Hydrogen powered vehicles are the best way to go forward. I dont think the public know that Lithium is running out, Cobalt is heavy and expensive to mine ………………… Hydrogen all the way
Reminds me of a certain Roman emporer fiddling whilst Rome burned! Before you say hydrogen is an alternative Google how much energy is required to make it and where it comes from? Also look at what it does to metals and then think hindenburg
Never wanted an electric car. Give me the sound and feel if a V8 any day.
Totally agree, V8s all the way!
One big problem is that people like me and my wife, who need a 4×4 suv to get to work in the winter, is that as of yet, I’ve not seen a viable electric 4×4 that is reasonably priced, and by the time it came into my price range, the batteries and motors would no doubt be shot.
It is about time more was spent on developing hydrogen powered..vehicles and the infrastructure.
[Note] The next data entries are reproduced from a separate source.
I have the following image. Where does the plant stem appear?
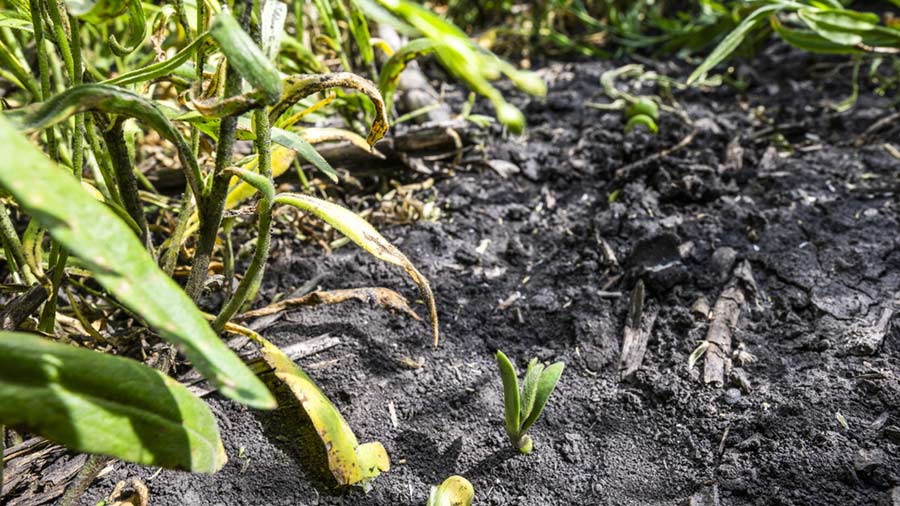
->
[163,191,194,277]
[94,114,153,250]
[212,1,273,332]
[0,202,37,285]
[57,455,112,506]
[185,1,251,301]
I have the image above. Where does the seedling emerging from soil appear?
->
[497,350,565,455]
[625,98,659,134]
[426,476,475,506]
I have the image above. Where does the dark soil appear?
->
[82,51,900,506]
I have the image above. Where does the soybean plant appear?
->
[497,350,565,455]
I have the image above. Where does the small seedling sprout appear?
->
[497,350,565,455]
[426,475,475,506]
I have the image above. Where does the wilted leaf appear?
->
[0,118,275,409]
[275,193,440,346]
[0,332,228,473]
[269,72,388,146]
No range anxiety. Use power stations at night when no one uses electricity to generate hydrogen from water.
Completely misses the mark. Electric cars will be a disaster. Delivery firms can’t go electric because they’ve got deadlines to meet and can’t afford to hang around while the vehicle recharges. Heavy haulage has to remain deisel for the same reason and because every ton of batteries you haul around comes diectly off the bottom line.
And in 10 years time there will be a mountain of spent batteries to dispose of somehow. Nightmare.
The sensible solution is hydrogen cars. Tried and tested technology that’s been around for years. They drive and perform like petrol cars, refill from a pump just like petrol cars and the exhaust is just water. Existing vehicle engines can be easily converted to use hydrogen. You need a beefed up fuel tank to handle the pressure, but that is similar to LPG vehicles – another tried and tested technology.
Politicians are past masters at jumping on bandwagons, and getting it massively wrong. Take the deisel engine fiasco, for instance. And this is another example. Attempting to force elecric vehicles onto everyone is deluded madness, and is doomed to failure.
Much as I might like an electric vehicle they won’t tow my caravan or, at best, not very far.
Surely my ability to tow my caravan is less environmentally damaging than countless aeroplane flights and better for the UK economy too?